Both companies anticipate expanding their operations into other kinds of meat.

‘Disturbing’ use of genetic engineering to promote continuous cell growth

The production methods used to create lab-grown meat raise a series of human health and food safety concerns, according to Jaydee Hanson and Julia Ranney at the Center for Food Safety (CFS).

They wrote that public patents from companies like Memphis Meats (rebranded as Upside Foods in 2021) and Eat Just (Good Meat) show the companies use growth factors that could promote the development of cancer-like or mutated cells in the lab meat that could be absorbed into the human bloodstream after digestion.

In an interview with The Defender, Hanson said:

“The company also notes that it is using genetic engineering to promote continuous growth of the cells. This is disturbing, in that it is likely that the genes being manipulated can promote cancers.”

He added that “cancer-causing genes should not be used in food production. Food additives that cause cancer are illegal. Unfortunately, the company does not list exactly which genes it is using for genetically engineered cells.”

Speaking on a panel last year that addressed concerns related to lab-grown meat, panelist Michael Hansen, Ph.D., senior staff scientist with Consumer Reports, also questioned the safety of lab-grown meat.

He said the “inputs” used in cell-cultured lab meat are actually “recombinants” — manipulated DNA segments — which is “more complicated and disconcerting” than the genetically engineered products — which have been flagged as dangerous to human health — found in plant-based meats such as the Impossible Burger.

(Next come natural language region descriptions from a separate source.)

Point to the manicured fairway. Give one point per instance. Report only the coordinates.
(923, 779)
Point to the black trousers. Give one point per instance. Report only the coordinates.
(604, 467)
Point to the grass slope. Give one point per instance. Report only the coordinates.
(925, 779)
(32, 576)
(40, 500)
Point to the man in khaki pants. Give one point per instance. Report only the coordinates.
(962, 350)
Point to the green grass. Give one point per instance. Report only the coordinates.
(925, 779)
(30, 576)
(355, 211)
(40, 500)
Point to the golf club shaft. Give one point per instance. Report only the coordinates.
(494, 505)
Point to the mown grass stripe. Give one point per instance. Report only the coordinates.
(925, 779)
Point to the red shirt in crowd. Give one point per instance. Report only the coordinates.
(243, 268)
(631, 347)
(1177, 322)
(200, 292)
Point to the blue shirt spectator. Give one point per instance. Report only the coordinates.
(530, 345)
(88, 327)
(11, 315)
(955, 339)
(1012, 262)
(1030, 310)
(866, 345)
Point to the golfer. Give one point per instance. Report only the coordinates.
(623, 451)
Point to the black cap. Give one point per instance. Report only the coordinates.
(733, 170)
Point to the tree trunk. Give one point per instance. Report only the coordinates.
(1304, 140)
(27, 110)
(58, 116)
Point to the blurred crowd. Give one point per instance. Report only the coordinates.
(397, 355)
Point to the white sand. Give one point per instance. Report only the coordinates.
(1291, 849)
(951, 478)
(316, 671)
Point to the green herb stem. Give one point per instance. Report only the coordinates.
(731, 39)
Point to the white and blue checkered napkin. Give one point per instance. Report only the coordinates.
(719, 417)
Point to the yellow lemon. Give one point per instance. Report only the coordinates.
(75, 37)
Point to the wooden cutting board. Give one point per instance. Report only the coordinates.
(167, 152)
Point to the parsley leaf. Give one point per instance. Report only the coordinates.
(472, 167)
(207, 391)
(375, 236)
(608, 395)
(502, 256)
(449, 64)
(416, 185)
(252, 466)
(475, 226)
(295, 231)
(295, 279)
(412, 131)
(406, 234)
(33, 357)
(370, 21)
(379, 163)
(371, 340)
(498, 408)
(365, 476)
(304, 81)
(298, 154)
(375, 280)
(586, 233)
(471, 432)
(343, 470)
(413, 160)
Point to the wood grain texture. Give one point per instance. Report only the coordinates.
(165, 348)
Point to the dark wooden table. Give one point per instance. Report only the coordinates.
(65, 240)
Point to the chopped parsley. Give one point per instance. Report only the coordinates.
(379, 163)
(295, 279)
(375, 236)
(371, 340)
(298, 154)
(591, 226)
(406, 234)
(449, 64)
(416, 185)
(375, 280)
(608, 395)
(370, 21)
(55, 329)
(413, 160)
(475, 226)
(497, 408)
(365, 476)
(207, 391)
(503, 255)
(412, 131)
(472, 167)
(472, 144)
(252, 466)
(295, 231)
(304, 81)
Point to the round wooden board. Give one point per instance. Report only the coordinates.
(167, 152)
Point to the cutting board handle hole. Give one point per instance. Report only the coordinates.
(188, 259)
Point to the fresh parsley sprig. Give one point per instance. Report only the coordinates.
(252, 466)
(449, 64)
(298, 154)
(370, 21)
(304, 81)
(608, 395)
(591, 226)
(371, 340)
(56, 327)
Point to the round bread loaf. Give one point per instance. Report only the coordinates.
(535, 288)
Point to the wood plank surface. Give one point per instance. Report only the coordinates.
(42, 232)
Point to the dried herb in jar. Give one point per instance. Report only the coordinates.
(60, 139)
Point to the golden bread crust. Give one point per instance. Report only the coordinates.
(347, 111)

Panelist Tom Neltner, chemicals policy director at the Environmental Defense Fund (EDF), said he agreed sustainable sources of protein are needed, but cautioned the products will be “proprietary” and “we won’t know their effect or what they are.”

Panelists also raised concerns about the effects novel ingredients may have on the human microbiome.

According to CFS, cultivator-grown meat has a higher likelihood of bacterial or other pathogenic growth and it doesn’t have the same immunity or ability to excrete toxins that an animal would have because it lacks those systems.

That could make meat grown in bioreactor vats more susceptible to those things unless it is treated with antibiotics or similar treatments.

As recently reported by The Defender, it was revealed in 2019 that Memphis Meats was employing CRISPR gene-editing technology as part of its patented process for curating lab-grown meat.

In an October 2022 interview with The Defender, Claire Robinson, managing editor of GMWatch, said CRISPR may have unintended effects that can adversely impact human health.

“Overall, due to the novel nature of lab-cultured ‘meat,’ the lack of transparency from the companies involved, and the myriad potential health risks to consumers, rigorous regulation of this product is vitally important,” CFS wrote.

Environmental impact ‘orders of magnitude’ worse than animal production

Proponents of lab-grown meat — the companies developing it, nonprofits created to promote it, and media organizations and researchers funded by industry investors — say growing meat in bioreactors is key to reducing the environmental impact of industrial meat production and to ending animal suffering.